Photo Credit: Svitlana Hulko
The following is a summary of “Clinical Impact of the CARMENA Trial on Cytoreductive Nephrectomy Practices in the USA: A Difference-in-differences Analysis,” published in the September 2024 issue of Urology by Geduldig et al.
This study investigates whether cytoreductive nephrectomy (CN) practices in the United States have shifted following the publication of the Cancer du Rein Métastatique Nephrectomie et Antiangiogéniques (CARMENA) trial in 2018, which challenged the role of CN in metastatic renal cell carcinoma (RCC). The primary objective was to determine the effect of this pivotal trial on CN rates among patients with metastatic clear cell RCC (ccRCC). Using data from the National Cancer Database (2004–2020), a quasi-experimental difference-in-differences analysis was conducted to compare CN rates before and after 2018. The analysis also controlled for the localized nephrectomy (LN) rate in patients with nonmetastatic ccRCC, serving as the control group for assessing secular trends independent of metastatic disease status.

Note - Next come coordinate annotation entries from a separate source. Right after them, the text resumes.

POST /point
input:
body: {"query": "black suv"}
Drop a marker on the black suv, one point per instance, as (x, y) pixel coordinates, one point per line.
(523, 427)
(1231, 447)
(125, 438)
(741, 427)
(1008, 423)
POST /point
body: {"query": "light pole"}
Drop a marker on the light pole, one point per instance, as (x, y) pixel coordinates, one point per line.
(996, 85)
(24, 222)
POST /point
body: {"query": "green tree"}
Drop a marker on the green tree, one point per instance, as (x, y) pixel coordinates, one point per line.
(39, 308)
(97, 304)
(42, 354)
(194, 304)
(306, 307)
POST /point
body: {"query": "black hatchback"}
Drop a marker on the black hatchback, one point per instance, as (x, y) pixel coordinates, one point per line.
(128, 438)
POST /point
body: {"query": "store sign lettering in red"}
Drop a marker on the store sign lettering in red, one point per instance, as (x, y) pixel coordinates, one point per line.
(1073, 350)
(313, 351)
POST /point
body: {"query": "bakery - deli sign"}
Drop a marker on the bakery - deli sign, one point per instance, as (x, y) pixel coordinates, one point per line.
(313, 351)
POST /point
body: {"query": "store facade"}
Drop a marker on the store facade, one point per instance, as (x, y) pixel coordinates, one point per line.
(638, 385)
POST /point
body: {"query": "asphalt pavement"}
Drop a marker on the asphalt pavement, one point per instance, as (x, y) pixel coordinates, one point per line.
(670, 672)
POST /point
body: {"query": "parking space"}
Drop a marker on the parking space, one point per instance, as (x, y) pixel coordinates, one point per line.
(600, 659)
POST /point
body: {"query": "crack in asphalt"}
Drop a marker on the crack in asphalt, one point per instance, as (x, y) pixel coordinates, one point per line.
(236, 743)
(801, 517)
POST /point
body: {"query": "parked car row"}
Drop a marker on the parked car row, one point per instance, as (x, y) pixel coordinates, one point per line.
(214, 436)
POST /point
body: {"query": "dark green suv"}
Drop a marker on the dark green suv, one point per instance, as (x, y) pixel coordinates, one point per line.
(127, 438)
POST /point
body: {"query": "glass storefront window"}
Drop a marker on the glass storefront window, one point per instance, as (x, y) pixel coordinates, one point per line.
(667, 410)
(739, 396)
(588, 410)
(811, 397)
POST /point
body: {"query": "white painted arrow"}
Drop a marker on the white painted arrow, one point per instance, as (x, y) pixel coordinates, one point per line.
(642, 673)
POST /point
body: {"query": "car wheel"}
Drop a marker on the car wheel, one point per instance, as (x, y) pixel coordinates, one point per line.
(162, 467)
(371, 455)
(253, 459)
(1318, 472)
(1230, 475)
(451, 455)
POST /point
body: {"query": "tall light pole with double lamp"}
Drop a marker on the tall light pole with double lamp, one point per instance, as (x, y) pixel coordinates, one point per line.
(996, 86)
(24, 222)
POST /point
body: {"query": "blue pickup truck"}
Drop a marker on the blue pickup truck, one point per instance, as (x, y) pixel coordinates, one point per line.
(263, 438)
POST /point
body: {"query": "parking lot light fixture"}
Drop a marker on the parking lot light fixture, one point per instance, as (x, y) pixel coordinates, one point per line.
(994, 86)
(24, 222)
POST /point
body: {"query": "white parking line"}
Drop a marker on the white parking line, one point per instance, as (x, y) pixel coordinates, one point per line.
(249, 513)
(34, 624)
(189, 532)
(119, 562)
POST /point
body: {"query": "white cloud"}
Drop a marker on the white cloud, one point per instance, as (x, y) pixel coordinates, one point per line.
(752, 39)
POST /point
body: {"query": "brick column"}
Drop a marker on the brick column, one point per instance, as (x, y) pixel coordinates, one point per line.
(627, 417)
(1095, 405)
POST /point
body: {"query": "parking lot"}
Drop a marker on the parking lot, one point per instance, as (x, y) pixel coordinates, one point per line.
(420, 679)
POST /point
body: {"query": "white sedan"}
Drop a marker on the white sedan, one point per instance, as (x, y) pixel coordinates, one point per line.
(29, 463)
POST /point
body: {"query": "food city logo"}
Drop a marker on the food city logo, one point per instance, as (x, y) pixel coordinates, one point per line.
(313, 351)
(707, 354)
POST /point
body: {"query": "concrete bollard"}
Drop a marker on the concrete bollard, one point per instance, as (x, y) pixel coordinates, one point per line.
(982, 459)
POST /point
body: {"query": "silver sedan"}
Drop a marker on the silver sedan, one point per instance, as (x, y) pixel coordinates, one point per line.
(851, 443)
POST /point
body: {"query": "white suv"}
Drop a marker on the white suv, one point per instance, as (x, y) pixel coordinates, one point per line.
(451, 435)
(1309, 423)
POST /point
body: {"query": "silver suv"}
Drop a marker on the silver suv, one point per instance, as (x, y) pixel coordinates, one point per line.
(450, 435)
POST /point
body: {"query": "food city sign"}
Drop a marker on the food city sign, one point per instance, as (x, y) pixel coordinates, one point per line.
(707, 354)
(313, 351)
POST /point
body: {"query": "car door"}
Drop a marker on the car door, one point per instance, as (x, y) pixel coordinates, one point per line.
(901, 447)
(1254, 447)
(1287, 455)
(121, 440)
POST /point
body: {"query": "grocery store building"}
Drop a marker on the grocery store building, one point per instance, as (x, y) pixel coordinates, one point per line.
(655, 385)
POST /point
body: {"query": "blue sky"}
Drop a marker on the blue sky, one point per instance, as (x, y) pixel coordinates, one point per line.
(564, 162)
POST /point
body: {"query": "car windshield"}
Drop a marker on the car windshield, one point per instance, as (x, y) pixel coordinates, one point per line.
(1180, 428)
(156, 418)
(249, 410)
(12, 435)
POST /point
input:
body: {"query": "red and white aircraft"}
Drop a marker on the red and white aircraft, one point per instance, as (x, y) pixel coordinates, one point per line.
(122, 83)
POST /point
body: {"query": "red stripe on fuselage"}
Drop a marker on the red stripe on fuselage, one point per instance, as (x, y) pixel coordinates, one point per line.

The results revealed a significant decline in CN rates post-CARMENA. Specifically, the difference-in-differences analysis identified a statistically significant decrease in CN rate, with a β-coefficient of –0.06 (standard error: 0.025, p = 0.028). This corresponds to an absolute reduction of 10.2% and a relative reduction of 31.8%, as the CN rate dropped from 34.7% to 21.9%, compared to the expected rate of 32.1%. These findings suggest a notable shift in clinical practice, likely influenced by the CARMENA trial’s publication, which questioned the utility of CN in the era of targeted therapies. However, the study also acknowledges that other unexamined factors, such as evolving systemic therapies or other contemporary clinical trials, may have contributed to this decline.
The study’s conclusions indicate that the CARMENA trial significantly impacted CN utilization in the United States, driving a marked reduction in the surgical management of metastatic RCC. Importantly, this shift occurred with minimal variation across regions, demographic groups, and healthcare facilities, suggesting a broad and consistent integration of the trial’s findings into clinical practice. These results underscore the trial’s influence on the evolving treatment paradigm for metastatic RCC and highlight the importance of evidence-based shifts in surgical decision-making.